Let’s start with pH. pH is a measure of H+ ions. The lower the pH, the more H+ ions there are. When pH begins to go below 6.3 in row crops, we start to see yield reductions, not just from the acidity of the soil and how that affects roots, but also from how nutrient availability of P, K, S, Zn, etc.… is affected by pH. In fact, going from a pH of 6.3 to a pH of 5.7 has the potential to take about 15% off our yield potential, and a drop to 4.7 can steal an additional 50% in Corn. The same thing happens when our soils become too basic, and the pH increases above 7.0. From 7.0 to 7.5 can rob 15% off of our yield potential. So in reality, a soil pH of 6.3 to 7.0 is really the Goldilocks zone. Not too high and not too low. When we make Lime recommendations for row crops, we aim for a pH of 6.3 because there is very little additional yield potential from 6.3 to 7.0.

So then what is the Buffer pH that I see reported on a soil test you might ask. So as we discussed before, pH is the percent Hydrogen ions that we see in the soil. Since pH is a percent of Hydrogen in the soil, we need to understand that soil area changes with soil type. We know that Sand is a very large, coarse soil particle, and clay is a very fine particle. But if you take just one tsp of Sand, did you know that it has the same surface area as the bottom of my boot? Compare that to a Silt soil in which that equal one tsp is about the same as the bottom of a cargo box on a side by side. If you think that is a big difference, one tsp of Clay has about the same surface area as Tom Osborne field in Memorial Stadium. So if we have a pH of 5.5 on a sand or a clay, the pH is the same, but the ppm is vastly different. So a long time ago, they came up with Buffer pH to even the playing field. Think of Buffer pH as a Lime index. If I have a Buffer pH of 6.9, it is going to take about 800 lbs of Ag Lime to correct my pH. If I have a Buffer pH of 6.5, it is going to take about 4000 lbs of Ag Lime to correct my pH. The confusing part is, I can have the same pH on two different soils, but because of the soil texture (the parent material) I can have very different Buffer pH’s, and therefore very different Lime needs.

pH charts

 

Then, if all of that isn’t confusing enough, we have the Lime itself. Many people think that we apply Lime because the Calcium helps neutralize pH. In fact, it isn’t the Calcium that does it; it’s the Carbonate that is attached to it. Without getting into too much chemistry, our fertilizer, especially our Nitrogen fertilizers add Hydrogen to our soils. Ammonia (NH3), Urea (CO(NH2)2), and UAN (a  mix of (CO(NH2)2) and ammonium nitrate (NH4NO3) all lose those H+ ions during the N cycle, and they attach to the soil. When we add Lime (CaC03), it isn’t the Calcium that gets rid of H+ ions; it’s the Carbonate. H+ ions come into contact with the surface of lime particles. It breaks the bond of calcium carbonate and turns into calcium ions, water, and carbon dioxide.

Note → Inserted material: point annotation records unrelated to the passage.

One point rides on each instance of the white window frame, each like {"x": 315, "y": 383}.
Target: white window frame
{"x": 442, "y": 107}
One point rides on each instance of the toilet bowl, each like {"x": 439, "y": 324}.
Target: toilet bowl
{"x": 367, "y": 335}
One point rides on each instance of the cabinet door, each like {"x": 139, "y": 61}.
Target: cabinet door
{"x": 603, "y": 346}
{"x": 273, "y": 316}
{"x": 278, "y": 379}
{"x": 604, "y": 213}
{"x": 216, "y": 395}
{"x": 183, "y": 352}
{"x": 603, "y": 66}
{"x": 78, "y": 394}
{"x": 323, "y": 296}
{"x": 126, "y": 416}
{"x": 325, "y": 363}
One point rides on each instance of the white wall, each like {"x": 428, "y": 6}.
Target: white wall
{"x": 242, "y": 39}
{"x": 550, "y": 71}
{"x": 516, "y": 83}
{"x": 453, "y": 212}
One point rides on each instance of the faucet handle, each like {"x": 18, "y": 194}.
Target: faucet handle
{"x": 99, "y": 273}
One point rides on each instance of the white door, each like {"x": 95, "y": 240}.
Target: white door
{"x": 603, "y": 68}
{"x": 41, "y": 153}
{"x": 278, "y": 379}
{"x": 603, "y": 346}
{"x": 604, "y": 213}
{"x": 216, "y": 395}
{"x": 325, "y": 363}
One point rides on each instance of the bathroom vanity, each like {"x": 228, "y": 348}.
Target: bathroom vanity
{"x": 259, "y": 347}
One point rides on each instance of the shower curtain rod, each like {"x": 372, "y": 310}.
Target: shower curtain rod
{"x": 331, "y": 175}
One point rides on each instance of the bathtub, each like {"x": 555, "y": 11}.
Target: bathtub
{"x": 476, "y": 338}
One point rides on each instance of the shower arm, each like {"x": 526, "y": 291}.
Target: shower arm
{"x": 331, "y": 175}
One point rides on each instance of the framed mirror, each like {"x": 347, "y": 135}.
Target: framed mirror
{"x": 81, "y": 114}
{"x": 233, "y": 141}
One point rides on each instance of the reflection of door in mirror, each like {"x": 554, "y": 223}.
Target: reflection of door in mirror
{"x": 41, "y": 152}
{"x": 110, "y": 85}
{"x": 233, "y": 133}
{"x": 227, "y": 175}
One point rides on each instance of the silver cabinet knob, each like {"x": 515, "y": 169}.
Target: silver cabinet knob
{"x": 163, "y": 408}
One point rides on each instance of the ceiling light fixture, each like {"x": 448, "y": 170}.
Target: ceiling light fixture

So the take home for the day is very simply this. Don’t get frustrated that you need to lime again after five years or that it is taking so much lime. Those Clay and Silt particle bring a lot of water holding capacity to your fields, so don’t cuss them too loudly when they need more Lime to correct the pH. And don’t be afraid to ask your FSA to explain pH, Buffer pH, and how that all relates to Lime again next week or next year. This is honestly one of the most confusing parts of a soil test, and I left out a lot of details today. Soil tests and any resulting applications aren’t supposed to be complicated or intimidating. Agronomists answer questions like this every day. If you don’t understand, don’t apply. And if you ever want to ask me about this or anything else, I am available for you.